Kebenaran diterima Abraham, bukanlah karena Perbuatan tapi Abraham melihat janji Allah di masa depan. walaupun ia mengetahui, bahwa tubuhnya sudah sangat lemah, ia tidak bimbang karena ketidakpercayaan, malah ia diperkuat dalam imannya dan ia memuliakan Allah. Kebenaran yang sama, diberikan kepada kita karena kita percaya kepada Dia, yang telah membangkitkan Yesus diantara orang mati dan diperhitungkan kepada kita sebagai Kebenaran di dalam Kristus. Dengan demikian Kebenaran dan Pembenaran kita, bukan karena perbuataan untuk memperolehnya, tetapi hanya karena Percaya dengan karya Kristus


Rom 4:22 Karena itu hal ini diperhitungkan kepadanya sebagai kebenaran. 

Rom 4:23 Kata-kata ini, yaitu "hal ini diperhitungkan kepadanya," tidak ditulis untuk Abraham saja

Rom 4:24 tetapi ditulis juga untuk kita; sebab kepada kitapun Allah memperhitungkannya, karena kita percaya kepada Dia, yang telah membangkitkan Yesus, Tuhan kita, dari antara orang mati,

"KEBENARAN YANG SAMA DIBERIKAN KEPADA ABRAHAM, DIBERIKAN JUGA UNTUK KITA"

Mungkin anda bertanya bagaimana mungkin, hanya percaya saja kita dapat dibenarkan dengan Allah, apakah tidak perlu perbuataan benar untuk menyatakan diri kita seorang yang benar. dihadapan Allah anda tidak perlu berbuat demikian tapi dihadapan manusia sangatlah berbeda.
Raja Daud menulis ini " Berbahagia orang dosa nya ditutupi " bukan karena perbuataanya.
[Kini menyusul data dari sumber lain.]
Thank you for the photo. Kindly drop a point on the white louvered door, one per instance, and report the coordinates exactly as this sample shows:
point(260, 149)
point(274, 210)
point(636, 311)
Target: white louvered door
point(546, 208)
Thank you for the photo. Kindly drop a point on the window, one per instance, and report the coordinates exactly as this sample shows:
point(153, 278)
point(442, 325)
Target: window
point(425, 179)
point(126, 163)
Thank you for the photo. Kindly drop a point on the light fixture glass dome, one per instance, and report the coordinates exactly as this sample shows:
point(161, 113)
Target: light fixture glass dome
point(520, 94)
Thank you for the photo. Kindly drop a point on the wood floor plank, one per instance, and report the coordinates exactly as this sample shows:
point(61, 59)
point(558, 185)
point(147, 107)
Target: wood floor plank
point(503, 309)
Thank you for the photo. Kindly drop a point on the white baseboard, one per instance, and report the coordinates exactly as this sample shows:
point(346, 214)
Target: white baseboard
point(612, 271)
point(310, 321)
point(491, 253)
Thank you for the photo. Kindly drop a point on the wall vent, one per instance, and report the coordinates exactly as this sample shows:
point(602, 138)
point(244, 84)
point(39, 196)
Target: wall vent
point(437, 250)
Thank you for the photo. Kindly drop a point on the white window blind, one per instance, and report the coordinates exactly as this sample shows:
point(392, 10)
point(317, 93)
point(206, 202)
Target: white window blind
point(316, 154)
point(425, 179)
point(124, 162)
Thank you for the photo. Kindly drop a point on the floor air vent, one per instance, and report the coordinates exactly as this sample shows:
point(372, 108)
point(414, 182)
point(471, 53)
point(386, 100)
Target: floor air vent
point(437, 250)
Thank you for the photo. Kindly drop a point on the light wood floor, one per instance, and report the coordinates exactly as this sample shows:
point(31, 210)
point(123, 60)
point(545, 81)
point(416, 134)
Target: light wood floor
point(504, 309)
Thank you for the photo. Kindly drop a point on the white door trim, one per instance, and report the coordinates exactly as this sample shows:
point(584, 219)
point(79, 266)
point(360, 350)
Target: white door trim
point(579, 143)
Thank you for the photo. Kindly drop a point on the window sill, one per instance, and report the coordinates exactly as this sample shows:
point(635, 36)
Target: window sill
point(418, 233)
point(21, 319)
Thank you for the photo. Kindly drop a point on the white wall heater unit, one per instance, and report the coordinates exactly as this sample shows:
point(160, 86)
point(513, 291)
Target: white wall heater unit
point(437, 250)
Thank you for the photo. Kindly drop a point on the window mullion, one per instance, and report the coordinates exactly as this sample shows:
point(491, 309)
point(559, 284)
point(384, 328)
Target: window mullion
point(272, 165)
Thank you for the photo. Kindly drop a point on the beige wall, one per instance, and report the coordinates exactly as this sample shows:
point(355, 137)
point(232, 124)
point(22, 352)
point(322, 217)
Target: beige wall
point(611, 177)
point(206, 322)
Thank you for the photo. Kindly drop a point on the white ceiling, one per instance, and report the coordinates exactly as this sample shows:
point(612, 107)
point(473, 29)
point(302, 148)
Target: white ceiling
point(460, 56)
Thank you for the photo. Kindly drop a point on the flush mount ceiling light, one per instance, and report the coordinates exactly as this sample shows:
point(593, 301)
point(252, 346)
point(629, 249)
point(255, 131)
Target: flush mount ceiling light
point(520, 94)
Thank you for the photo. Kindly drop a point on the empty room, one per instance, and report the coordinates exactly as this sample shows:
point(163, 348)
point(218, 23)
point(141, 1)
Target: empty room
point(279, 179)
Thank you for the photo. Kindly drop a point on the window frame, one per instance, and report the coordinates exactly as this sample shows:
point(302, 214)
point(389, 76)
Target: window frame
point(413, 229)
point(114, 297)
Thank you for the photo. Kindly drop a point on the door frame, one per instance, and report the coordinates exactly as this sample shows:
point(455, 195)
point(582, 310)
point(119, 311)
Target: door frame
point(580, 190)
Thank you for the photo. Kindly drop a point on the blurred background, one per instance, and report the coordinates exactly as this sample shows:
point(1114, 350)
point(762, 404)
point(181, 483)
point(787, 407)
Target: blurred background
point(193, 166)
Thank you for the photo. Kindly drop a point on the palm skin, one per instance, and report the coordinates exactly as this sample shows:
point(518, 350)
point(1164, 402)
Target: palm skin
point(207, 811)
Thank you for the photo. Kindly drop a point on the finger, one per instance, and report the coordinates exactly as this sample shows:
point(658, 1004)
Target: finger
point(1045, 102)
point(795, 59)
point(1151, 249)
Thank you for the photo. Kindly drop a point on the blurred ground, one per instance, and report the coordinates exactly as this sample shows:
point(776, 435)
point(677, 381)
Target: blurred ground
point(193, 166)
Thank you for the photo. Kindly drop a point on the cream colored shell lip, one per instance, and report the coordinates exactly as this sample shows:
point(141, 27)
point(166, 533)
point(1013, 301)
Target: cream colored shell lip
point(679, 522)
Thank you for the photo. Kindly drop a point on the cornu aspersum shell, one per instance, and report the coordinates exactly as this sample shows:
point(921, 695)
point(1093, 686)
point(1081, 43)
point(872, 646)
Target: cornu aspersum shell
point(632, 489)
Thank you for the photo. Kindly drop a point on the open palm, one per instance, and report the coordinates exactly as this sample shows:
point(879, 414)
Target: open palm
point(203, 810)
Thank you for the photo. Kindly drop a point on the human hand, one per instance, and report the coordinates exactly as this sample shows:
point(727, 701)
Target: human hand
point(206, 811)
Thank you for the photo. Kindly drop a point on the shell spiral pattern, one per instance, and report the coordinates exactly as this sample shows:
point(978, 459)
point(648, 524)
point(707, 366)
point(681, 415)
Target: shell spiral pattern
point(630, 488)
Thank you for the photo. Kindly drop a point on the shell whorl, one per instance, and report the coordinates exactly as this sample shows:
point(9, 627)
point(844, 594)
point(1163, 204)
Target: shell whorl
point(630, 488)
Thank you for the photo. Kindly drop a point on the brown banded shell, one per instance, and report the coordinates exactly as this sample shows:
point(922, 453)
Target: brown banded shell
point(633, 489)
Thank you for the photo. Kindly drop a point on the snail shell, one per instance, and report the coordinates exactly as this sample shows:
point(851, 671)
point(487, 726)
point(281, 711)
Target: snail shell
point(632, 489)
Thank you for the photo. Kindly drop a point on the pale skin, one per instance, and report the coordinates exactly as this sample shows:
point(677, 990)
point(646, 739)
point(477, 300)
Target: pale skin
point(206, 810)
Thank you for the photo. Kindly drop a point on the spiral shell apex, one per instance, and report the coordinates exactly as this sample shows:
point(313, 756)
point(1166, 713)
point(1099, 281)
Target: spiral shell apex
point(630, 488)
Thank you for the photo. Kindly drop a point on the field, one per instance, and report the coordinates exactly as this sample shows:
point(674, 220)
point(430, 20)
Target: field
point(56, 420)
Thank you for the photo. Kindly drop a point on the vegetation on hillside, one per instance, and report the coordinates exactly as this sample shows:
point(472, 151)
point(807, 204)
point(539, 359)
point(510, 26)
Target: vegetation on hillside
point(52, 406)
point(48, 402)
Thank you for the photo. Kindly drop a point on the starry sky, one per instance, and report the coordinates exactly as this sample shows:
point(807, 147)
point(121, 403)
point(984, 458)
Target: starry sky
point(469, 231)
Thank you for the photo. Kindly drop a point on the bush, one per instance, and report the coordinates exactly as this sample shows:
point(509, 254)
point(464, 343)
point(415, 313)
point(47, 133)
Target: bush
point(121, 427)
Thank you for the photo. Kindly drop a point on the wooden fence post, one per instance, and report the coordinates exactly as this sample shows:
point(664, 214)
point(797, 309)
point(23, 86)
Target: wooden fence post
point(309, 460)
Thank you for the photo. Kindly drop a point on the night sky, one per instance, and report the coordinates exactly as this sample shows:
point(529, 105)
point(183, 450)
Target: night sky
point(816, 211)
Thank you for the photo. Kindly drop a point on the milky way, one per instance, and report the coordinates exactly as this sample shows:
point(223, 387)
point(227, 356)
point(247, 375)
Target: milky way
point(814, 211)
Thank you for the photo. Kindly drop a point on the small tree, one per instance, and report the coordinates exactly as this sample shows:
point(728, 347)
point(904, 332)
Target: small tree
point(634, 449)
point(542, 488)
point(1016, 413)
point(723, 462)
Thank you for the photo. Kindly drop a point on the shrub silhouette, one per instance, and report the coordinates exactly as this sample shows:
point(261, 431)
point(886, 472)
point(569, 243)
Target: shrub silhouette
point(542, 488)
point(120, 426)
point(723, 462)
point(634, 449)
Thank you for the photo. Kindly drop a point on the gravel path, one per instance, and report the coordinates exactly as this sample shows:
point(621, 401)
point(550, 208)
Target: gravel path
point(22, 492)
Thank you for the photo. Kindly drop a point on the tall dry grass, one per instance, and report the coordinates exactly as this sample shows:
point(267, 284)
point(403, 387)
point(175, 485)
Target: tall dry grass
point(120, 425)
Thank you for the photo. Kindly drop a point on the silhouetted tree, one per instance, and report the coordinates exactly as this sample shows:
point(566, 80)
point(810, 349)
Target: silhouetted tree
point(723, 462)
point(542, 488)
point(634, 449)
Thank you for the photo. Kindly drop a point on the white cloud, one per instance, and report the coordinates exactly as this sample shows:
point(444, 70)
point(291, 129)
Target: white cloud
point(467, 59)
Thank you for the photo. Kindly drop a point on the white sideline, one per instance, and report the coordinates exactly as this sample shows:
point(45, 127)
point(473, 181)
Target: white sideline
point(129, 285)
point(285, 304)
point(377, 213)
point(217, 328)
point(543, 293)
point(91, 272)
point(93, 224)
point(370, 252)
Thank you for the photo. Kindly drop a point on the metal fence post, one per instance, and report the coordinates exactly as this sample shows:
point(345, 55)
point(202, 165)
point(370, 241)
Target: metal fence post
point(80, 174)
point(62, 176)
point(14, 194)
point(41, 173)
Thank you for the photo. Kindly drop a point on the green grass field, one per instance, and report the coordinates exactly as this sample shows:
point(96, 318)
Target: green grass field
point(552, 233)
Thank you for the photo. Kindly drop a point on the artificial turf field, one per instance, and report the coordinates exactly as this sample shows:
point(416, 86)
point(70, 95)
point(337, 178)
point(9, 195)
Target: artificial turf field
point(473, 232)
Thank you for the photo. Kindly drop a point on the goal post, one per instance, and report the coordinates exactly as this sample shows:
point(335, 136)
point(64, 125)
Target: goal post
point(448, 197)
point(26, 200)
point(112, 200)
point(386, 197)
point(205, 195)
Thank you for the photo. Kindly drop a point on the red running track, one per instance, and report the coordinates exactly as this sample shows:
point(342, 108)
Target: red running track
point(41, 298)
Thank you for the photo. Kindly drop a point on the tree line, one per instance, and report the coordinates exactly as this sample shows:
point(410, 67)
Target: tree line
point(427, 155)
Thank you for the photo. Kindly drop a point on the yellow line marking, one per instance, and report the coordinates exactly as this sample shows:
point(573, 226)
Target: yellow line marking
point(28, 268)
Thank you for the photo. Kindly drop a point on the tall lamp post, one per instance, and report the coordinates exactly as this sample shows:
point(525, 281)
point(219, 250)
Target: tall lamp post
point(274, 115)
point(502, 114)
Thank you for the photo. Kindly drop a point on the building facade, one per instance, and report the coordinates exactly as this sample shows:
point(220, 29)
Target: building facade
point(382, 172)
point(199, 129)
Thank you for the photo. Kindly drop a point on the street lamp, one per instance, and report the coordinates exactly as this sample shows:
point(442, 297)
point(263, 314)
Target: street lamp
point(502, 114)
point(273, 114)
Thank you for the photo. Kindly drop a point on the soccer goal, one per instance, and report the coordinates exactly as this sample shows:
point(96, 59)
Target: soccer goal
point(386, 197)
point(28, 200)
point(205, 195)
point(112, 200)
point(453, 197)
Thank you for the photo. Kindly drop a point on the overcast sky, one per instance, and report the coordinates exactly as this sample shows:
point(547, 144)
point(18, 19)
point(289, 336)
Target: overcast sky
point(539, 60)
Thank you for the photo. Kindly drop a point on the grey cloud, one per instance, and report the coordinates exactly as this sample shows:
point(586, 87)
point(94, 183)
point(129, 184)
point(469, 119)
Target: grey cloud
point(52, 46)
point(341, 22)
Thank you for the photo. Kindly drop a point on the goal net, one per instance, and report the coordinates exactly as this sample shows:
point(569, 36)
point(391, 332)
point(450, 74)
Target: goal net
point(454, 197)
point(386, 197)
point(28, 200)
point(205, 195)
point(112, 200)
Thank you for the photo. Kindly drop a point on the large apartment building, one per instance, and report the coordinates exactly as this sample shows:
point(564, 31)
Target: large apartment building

Rom 4:6 Seperti juga Daud menyebut berbahagia orang yang dibenarkan Allah bukan berdasarkan perbuatannya: 
Rom 4:7 "Berbahagialah orang yang diampuni pelanggaran-pelanggarannya, dan yang ditutupi dosa-dosanya;

ini menegaskan Pembenaran ialah sebuah pemberian kepada anda , Pembenaran tidak tergantung apa yang miliki dan usahakan sekarang.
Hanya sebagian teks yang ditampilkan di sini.